Fueled by Export Demand, Uptick in Livestock/Dairy Prices Is Good News for Kansas Corn Growers

This opinion piece by Jere White, Executive Director of the Kansas Corn Growers Association and Kansas Corn Commission, was written in response to a Dec. 28, 2011 article  written by Bruce Blythe of Drover’s Cattle Network  titled Milk, livestock rare standouts amid broader 2011 commodity slump”

While prices have slipped for grains, they are climbing for livestock and dairy. Livestock and dairy interests have continued to clamor for cheaper corn, blaming ethanol for high grain prices and lower profit margins. However, the main factor affecting livestock and dairy is demand for their product, especially overseas. Grain checkoffs continue to be strong and dependable funders of efforts to build meat exports. The Kansas corn checkoff has funded these efforts through the US Meat Export Federation (USMEF) for well over 30 years, surpassing $1 million in funding seven years ago. The Kansas Corn Commission was the first grain checkoff to fund USMEF and became a member of USMEF’s elite Million Dollar Club in 2005. Why? Because strong meat exports and strong meat prices, mean strong markets for corn.

Corn prices, which were already low, became unbearable in the late 1990s, with prices from 1998 to 2001 ranging from $1.81 a bushel in 1999 to $2.03 in 2001. Grain producers felt a need to create additional markets for their grain, and many invested in ethanol plants. For many, this wasn’t an easy decision. Many Kansas growers took a big gamble during a multi-year drought to buy shares in ethanol plant projects.  But growers were selling their grains well below the cost of production, realized that a more diversified market for their grain was needed. Ethanol was a good fit, especially for a livestock feeding area like Kansas, where a third of the grain used to make the renewable fuel, returns to the feed trough as distillers grains. Kansas plants can sell their distillers grains wet to local feeders. The synergy between corn production, ethanol plants and cattle feeders is well documented.

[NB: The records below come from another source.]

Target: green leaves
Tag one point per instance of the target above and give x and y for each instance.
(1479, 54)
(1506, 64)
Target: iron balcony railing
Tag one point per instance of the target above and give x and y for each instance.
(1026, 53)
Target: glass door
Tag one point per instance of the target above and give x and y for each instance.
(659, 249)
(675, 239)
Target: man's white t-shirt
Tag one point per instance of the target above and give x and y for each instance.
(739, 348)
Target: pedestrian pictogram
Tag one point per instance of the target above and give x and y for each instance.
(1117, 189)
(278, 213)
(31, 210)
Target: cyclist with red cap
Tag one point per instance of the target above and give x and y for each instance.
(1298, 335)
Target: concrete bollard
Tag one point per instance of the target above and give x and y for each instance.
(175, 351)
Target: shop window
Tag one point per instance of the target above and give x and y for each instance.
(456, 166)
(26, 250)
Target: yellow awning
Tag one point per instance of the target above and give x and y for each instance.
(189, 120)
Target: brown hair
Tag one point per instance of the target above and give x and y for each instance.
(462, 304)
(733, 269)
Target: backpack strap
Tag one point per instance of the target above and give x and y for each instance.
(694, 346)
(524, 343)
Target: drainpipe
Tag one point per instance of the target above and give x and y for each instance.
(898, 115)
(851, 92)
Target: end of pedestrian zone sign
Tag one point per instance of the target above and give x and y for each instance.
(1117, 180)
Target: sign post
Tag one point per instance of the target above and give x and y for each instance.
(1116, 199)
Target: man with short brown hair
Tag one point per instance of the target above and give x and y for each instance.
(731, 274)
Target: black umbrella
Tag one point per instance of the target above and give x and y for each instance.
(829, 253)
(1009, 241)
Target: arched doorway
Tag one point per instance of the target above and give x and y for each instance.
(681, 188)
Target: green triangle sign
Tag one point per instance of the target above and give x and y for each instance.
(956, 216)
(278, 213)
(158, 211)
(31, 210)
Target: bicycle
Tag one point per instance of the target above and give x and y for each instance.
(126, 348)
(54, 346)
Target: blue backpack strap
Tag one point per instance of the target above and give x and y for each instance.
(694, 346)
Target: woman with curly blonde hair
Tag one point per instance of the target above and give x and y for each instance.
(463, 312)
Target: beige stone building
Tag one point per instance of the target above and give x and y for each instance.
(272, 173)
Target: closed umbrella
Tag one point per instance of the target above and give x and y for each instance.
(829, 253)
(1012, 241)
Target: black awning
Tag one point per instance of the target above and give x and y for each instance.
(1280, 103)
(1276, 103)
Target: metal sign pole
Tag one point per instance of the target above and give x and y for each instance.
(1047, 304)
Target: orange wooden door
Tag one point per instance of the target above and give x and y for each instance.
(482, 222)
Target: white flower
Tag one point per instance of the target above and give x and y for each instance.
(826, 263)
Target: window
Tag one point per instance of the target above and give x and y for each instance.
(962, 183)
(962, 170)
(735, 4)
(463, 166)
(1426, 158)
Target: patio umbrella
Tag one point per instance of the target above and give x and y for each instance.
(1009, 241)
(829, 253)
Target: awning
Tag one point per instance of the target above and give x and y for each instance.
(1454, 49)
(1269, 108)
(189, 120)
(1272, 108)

Ethanol production did cause an increase in corn prices. Growers supported growth of the ethanol industry because they needed higher corn prices. In 2008, a so-called “corn shortage” that turned out to be the second largest corn crop in history, created a frenzy among grain speculators. Food companies, oil companies and livestock and dairy organizations jumped on the bandwagon, pointing the finger at corn prices for spikes in food prices. Record fuel prices (transportation and packaging are the main factors in food prices) were ignored as was the fact that the amount paid to farmers is less than 20% of the food dollar. A multi-million dollar campaign was launched by the anti-ethanol groups to highlight the evils of ethanol. All the while, corn farmers quietly continued to fund efforts to build meat exports for their top customers, the livestock industry.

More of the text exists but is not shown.